Having clocked the highest rate of growth (12.4%) among Major Ports (MPs) on the east coast in the first seven months of the fiscal, the Kolkata port is on the move. To maximise its potential have been lined up a host of projects for the Kolkata Dock Systems (KDS) and Haldia Dock Complex (HDC), its two branches, involving an outlay of Rs 1,050 crore. In FY17, Kolkata Port Trust (KoPT) notched the 6th rank (from 7th) among MPs, with cargo volumes of 50.951 million tonnes. In the April-September period, KoPT handled 1,785 ships, the highest among MPs. Its container throughput is also on the rise. Although inadequate draught has stood in the way of KoPT handling vessels of higher parcel size, the port’s strategic connectivity to National Waterways-1 (NW1) and National Waterways-2 (NW2) gives it an edge that it is seeking to make the most of. It is this connectivity that helped it tide over earlier threats of closure. The investments the port has in the pipeline are aimed at improvement in operational efficiency, capacity upgrade, integrated infrastructure development and facilitation of ease of doing business.
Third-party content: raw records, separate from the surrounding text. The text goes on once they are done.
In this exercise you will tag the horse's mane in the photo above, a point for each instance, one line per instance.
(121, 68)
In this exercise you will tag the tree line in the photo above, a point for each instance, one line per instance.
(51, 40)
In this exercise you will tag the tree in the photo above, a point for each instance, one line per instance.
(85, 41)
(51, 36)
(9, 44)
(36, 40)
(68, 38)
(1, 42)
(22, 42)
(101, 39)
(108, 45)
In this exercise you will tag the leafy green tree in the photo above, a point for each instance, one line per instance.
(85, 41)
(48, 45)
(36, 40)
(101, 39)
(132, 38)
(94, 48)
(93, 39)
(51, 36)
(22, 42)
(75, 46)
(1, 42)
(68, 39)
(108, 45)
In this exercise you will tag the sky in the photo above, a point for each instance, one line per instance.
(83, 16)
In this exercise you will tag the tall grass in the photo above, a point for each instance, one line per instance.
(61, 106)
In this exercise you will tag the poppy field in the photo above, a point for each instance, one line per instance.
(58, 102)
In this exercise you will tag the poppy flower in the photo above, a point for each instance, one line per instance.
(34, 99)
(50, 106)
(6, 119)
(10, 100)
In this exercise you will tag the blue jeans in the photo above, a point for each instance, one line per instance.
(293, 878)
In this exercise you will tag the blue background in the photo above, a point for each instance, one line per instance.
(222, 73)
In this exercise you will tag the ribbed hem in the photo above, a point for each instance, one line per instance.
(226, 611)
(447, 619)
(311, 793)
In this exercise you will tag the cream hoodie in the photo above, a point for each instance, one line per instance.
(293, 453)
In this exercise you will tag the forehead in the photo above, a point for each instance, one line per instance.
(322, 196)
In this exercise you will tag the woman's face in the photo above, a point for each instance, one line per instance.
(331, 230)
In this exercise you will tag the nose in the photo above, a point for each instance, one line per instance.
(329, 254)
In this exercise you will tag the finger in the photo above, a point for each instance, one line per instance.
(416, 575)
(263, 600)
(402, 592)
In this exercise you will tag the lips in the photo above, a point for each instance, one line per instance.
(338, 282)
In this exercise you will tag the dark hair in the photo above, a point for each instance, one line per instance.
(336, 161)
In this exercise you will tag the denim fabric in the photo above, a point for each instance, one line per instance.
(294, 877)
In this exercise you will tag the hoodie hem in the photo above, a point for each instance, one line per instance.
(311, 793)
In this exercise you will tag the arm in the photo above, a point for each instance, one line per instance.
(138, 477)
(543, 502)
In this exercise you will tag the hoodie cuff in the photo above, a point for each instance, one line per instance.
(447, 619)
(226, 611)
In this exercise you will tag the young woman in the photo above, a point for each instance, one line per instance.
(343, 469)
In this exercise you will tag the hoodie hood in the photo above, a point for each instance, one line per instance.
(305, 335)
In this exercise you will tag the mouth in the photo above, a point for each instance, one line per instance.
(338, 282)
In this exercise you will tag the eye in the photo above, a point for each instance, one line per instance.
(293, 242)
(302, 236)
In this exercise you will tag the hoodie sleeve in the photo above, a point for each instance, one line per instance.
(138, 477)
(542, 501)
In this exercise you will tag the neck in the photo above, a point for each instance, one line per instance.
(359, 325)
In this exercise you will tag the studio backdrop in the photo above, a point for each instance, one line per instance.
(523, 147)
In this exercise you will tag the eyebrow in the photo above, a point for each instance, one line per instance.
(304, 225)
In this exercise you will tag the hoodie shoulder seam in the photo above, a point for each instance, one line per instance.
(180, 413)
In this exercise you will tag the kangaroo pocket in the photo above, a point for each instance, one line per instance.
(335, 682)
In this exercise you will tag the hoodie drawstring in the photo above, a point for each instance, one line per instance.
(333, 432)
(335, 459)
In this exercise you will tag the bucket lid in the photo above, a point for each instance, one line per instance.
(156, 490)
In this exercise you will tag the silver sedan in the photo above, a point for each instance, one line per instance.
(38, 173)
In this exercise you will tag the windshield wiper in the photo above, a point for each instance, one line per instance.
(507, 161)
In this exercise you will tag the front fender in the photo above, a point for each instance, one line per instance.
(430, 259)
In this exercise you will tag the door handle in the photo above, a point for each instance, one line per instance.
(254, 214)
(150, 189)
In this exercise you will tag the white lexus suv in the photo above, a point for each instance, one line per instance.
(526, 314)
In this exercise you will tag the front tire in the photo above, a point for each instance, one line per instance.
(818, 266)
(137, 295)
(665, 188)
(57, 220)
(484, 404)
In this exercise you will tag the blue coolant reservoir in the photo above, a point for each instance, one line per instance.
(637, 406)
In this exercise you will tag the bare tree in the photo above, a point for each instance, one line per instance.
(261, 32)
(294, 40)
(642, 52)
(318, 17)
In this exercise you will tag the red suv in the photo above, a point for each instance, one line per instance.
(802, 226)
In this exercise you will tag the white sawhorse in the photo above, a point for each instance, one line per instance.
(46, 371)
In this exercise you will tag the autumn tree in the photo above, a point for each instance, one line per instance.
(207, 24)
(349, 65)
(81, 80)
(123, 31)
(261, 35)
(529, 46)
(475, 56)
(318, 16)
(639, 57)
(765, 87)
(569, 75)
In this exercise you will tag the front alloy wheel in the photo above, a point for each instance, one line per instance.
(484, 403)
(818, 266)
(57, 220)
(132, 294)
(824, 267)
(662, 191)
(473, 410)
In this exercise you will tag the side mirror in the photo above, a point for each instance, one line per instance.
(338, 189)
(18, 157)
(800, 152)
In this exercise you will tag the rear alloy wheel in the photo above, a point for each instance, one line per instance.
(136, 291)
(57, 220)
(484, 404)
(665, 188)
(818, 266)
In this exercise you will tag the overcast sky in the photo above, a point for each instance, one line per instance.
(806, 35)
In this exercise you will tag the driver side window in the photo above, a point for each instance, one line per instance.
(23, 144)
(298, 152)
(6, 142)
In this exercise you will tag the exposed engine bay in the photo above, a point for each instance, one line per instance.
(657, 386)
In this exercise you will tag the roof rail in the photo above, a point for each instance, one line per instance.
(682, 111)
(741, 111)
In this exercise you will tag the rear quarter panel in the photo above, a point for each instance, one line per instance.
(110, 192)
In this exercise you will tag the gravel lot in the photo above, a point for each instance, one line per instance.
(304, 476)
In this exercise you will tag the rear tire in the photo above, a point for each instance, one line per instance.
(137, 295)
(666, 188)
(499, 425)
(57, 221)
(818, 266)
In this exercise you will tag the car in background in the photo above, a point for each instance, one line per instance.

For integrated infrastructure development have been envisaged rail-road connectivity, creation of additional storage and logistics capacity, setting up of riverine terminals and floating barges. Floating-pipeline handling facilities, setting up of LNG handling facilities and mechanisation of berths are also among the projects under this category. Says Vineet Kumar, KoPT’s new chairman, “projects like the Rs 200-crore LNG facility at Haldia, a Rs 44-crore hard-stand area inside the Haldia Dock and replacement of fenders inside the Haldia dock at a cost of Rs 20 crore were ordered in FY17. These are in progress”. At KDS, modernisation of railway tracks has been undertaken at a cost of Rs 46.59 crore under the Sagarmala project. This is expected to be complete by April, 2018. A second railway line is planned at a cost of Rs 78.84 crore. The Railway Vikas Nigam Ltd (RVNL) is expected to complete the project in September, 2019. Under the rubric of completed projects are the commissioning of mobile-harbour cranes for ship-to-shore handling at Haldia at a cost of Rs 50 crore and replacement of lock gates in Kolkata at a cost of Rs 10.04 crore.
Other projects like deployment of a floating crane at Sagar at a cost of Rs 65.36 crore and setting up of a floating-cargo handling facility at Haldia at a cost of `73 crore are likely to be executed by the end of the current fiscal. Initiatives like construction of a `158 crore flyover to improve road connectivity at HDC, creation of a `300-crore multimodal inland water transport hub and a go-green drive are aimed at better cost and work efficiency. “These projects have been conceived to exploit KoPT’s potential, given that its large hinterland serves Nepal, Bhutan, the North East and eastern India. The port has fantastic connectivity and improving it further would provide the best of logistics solutions to port users. Inland waterways is being used to carry cement, coal, oil and even vehicles to various destinations in the east, north and the North East. KoPT can play a major role in boosting inland water transport,” says MT Krishna Babu, until recently the KoPT chairman, and the chairman of Vizag Port Trust.